[quote]Fashion will have to recreate that moment again organically but it seems it hasn't happened yet.
It probably won't happen again. The '90s supermodel phenomenon was a happy accident, but the ending of it was deliberate on the part of fashion designers. This has been discussed in books, videos, and magazine articles about that time.
During the '90s, models who represented classic or traditional ideas of beauty were still hired, but there was also an interest in using models with mixed ethnicity. Christy has El Salvadoran blood. Naomi has Jamaican and Chinese ancestry. Helena is Danish and Peruvian. The industry also liked women with an ambiguous ethnicity. In photos, with the right makeup, Cindy could look Latina, Middle Eastern, or Italian. Linda could pull off any hairstyle, hair color, and yes – various skin tones (see Linda's Cuban look, below).
Gianni Versace was the designer instrumental in building the supermodel momentum because he routinely used the big print models as runway models for his shows. Before that, there was often a separation of duties. A print model had the beautiful face used for big ad campaigns and commercials. A runway model had the walk and the right dimensions to fit the sample sizes, but she didn't necessarily have a memorable face.
Instead of '90s actresses, supermodels were the main symbols of glamour for the media. They got more attention than the clothes. Runway shows became more expensive to produce, but hiring supermodels for them ensured a lot of press coverage. Designers soon resented this and were tired of paying the high salaries the top models could demand. Yet, these designers profited greatly from these women who were mainstream famous. They felt they were held hostage by the clout models held. In their eyes, the phenomenon was a Frankenstein's monster they couldn't control.

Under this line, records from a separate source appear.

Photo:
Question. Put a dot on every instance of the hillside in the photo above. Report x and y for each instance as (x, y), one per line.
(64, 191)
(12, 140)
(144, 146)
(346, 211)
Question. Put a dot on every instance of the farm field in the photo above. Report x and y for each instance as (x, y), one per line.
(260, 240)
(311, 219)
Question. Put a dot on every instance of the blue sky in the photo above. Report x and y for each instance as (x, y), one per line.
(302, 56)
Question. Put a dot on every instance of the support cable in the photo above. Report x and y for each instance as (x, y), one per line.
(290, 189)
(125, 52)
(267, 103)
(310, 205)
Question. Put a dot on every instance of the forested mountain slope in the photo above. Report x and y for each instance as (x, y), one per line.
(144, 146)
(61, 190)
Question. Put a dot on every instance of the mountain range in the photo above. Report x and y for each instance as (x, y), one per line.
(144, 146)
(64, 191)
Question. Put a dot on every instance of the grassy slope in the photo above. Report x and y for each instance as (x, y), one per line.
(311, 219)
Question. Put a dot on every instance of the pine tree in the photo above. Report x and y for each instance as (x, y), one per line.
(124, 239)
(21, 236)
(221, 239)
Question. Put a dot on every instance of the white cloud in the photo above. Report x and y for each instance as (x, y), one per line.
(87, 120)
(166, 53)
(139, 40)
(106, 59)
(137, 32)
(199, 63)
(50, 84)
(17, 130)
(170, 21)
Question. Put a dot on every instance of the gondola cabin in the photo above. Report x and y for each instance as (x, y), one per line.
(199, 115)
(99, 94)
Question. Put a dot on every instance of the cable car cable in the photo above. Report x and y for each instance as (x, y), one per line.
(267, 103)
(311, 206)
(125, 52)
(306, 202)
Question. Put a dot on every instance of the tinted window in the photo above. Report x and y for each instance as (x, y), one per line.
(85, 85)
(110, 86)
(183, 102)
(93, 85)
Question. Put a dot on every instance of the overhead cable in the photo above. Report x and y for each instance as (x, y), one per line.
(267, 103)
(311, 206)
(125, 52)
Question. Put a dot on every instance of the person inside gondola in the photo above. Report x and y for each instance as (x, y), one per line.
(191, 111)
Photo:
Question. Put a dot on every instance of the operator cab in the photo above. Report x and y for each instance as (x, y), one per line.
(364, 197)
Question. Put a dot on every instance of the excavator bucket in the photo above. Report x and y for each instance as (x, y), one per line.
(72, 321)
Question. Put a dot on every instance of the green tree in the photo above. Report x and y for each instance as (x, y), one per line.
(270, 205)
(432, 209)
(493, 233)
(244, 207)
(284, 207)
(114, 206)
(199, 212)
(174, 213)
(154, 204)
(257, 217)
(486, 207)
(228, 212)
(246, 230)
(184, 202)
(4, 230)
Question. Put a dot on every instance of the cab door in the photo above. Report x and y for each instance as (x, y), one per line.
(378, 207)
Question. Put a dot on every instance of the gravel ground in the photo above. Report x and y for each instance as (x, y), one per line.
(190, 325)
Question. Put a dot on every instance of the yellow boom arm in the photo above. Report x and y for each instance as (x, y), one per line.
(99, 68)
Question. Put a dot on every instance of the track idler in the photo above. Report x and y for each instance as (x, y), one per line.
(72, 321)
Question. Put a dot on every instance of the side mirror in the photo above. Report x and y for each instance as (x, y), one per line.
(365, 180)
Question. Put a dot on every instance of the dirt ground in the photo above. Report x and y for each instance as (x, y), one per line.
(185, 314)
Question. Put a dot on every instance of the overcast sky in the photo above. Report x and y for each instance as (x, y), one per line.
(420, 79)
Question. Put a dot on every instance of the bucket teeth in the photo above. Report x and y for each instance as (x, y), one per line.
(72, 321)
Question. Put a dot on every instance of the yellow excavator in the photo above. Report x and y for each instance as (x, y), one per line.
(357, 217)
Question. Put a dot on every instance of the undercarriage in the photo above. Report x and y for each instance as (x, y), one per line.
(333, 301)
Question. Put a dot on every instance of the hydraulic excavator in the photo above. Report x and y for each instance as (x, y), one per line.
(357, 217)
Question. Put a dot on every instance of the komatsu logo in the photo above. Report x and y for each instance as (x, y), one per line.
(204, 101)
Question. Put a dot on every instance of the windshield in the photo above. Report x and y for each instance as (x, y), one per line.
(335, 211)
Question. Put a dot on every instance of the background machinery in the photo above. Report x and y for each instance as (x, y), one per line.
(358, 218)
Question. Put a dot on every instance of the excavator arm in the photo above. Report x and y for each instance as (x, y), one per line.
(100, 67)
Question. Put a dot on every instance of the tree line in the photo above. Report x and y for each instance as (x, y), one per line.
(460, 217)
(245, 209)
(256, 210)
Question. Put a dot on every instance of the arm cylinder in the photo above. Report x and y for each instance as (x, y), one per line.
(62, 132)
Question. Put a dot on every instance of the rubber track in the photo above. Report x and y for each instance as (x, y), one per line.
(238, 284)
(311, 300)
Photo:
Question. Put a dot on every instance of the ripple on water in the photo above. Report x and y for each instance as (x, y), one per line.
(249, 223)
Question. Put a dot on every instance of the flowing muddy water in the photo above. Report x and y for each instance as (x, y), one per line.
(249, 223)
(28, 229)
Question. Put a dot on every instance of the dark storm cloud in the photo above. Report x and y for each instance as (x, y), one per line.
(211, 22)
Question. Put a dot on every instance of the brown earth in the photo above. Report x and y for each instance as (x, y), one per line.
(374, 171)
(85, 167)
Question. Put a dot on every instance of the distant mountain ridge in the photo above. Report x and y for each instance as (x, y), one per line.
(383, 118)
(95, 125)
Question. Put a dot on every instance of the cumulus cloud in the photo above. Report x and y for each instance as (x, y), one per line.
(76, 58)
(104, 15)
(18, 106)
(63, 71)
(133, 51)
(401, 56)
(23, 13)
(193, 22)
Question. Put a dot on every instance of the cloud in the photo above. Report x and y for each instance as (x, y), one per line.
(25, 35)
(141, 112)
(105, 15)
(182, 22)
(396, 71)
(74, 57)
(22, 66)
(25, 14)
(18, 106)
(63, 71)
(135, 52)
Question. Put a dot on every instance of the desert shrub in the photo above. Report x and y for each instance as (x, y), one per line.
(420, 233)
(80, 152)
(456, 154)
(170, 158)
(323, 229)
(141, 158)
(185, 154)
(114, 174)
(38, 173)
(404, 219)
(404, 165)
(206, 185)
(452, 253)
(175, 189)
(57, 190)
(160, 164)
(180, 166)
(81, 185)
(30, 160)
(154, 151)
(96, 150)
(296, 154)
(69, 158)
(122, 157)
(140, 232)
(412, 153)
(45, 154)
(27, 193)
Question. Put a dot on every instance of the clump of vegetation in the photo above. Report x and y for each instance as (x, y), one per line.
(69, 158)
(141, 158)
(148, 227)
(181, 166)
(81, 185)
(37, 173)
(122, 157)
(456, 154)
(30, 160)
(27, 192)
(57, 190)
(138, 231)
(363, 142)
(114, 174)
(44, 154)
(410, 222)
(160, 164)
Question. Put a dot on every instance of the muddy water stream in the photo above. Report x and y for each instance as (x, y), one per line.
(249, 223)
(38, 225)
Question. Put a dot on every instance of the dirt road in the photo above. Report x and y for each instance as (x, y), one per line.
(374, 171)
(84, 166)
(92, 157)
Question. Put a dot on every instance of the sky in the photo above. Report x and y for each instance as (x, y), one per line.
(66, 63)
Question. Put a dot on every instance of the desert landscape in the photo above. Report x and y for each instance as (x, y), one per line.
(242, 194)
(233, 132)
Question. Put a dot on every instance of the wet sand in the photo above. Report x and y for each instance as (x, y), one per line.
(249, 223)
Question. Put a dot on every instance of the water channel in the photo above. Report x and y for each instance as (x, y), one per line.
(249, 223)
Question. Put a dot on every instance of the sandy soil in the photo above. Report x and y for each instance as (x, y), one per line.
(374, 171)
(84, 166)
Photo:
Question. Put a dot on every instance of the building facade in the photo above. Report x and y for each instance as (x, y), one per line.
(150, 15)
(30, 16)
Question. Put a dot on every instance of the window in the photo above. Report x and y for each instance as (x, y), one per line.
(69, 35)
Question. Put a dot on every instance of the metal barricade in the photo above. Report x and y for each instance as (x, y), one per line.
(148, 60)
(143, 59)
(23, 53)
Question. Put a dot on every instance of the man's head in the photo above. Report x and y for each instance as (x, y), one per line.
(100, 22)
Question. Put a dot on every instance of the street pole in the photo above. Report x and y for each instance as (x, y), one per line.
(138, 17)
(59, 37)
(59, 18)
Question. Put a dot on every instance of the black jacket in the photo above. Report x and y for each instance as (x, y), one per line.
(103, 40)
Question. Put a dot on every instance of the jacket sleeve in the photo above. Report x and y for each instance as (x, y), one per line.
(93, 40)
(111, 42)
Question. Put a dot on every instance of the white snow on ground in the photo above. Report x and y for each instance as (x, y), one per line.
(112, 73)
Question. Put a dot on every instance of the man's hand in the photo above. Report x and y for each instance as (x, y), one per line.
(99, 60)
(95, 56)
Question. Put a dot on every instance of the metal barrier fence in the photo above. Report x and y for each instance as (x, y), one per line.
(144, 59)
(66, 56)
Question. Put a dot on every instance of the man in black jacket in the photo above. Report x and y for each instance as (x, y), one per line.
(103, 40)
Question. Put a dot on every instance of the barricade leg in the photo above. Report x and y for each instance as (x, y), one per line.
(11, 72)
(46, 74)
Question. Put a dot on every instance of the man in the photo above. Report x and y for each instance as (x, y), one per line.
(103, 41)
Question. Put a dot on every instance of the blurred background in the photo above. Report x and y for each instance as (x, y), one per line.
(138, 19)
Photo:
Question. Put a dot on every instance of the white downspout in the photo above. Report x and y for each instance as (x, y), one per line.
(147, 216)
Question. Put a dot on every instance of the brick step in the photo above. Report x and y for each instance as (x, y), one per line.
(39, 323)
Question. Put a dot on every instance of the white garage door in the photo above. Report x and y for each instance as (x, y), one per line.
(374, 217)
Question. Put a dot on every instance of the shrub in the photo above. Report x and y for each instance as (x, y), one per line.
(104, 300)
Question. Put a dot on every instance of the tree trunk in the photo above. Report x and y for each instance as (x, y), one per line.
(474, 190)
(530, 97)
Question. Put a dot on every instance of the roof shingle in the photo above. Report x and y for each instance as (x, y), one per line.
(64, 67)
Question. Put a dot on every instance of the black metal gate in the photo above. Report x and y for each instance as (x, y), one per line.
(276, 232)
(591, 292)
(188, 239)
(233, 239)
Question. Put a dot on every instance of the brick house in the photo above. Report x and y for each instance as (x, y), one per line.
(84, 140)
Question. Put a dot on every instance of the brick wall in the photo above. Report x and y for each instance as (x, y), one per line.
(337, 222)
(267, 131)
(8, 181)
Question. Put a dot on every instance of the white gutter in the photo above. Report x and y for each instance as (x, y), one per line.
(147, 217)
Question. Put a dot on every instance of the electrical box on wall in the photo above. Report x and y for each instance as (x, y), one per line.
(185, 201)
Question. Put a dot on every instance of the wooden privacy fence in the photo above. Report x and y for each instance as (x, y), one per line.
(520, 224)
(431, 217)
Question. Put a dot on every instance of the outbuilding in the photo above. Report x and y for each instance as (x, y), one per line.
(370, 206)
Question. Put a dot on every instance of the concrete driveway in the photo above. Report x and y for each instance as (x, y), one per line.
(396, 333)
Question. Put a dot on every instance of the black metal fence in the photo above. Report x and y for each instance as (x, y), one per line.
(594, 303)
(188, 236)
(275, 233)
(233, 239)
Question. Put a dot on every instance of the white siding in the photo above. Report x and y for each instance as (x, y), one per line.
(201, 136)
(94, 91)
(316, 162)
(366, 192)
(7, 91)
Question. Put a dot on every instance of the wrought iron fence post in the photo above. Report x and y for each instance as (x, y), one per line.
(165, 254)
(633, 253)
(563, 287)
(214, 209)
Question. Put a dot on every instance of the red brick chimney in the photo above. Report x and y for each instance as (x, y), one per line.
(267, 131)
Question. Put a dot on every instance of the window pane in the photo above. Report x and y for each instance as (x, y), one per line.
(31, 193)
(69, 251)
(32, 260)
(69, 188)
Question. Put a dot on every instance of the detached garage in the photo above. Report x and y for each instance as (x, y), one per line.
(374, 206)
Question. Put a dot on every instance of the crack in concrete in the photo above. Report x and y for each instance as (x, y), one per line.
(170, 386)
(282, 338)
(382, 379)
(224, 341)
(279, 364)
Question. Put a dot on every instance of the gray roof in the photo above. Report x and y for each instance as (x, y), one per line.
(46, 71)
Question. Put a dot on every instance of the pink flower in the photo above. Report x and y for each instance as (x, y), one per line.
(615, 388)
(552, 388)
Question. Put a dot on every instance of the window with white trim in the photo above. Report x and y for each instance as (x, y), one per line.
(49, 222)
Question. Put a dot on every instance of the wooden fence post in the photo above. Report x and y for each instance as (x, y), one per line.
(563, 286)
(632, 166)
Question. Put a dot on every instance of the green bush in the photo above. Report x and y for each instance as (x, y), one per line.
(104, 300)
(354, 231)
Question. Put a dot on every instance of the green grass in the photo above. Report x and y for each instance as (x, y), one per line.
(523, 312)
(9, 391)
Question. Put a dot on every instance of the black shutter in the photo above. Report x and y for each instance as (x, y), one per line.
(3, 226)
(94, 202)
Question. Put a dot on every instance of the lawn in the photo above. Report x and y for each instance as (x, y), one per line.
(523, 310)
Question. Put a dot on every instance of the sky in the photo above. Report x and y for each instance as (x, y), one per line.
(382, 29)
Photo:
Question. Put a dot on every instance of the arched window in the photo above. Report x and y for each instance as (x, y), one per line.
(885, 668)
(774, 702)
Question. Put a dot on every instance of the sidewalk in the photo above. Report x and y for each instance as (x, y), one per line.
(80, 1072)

The power players in fashion can say an unremarkable model is a muse and everyone else falls in line and agrees. It's an oligarchy. The industry ended the supermodels by promoting their opposite. Enter Kate Moss. The press criticized Kate a lot when she got noticed for her Calvin Klein ads. They thought she was anorexic and that her image would encourage eating disorders in young girls. She was backed by designers, but she wasn't the public's newest darling as some history revisionists would like you to believe.
Instead of self-assured women with some curves, the next group of models were skinnier, adolescent-looking women with passive personalities. Designers stopped using walks that were sexy. They discouraged an independent "attitude". Cindy even said in an interview on VH1 that, by the mid-90s, models were expected to pose and walk in a subdued manner. Reticent, not confident, was the desired trend. The glamazon was replaced by the waifs. Then came heroin chic. Today, we have nepotism hires and amateurish models who are interchangeable and forgettable. Hey, but the clothes aren't overshadowed anymore, right? People often ask why they don't bring supermodel types back. The industry doesn't want models to have that much power again.
[quote]Who is the most beautiful of these Top Supermodel’s from the 90’s(sic)?
Hard to choose. There were many uniquely beautiful women then. I used to think Cindy because she had a healthy body and an approachable persona to go with her looks. She turned into another Hollywood creature. I choose Christy. She's a class act often described as a down-to-earth; a beauty inside and out who never succumbed to all the hype.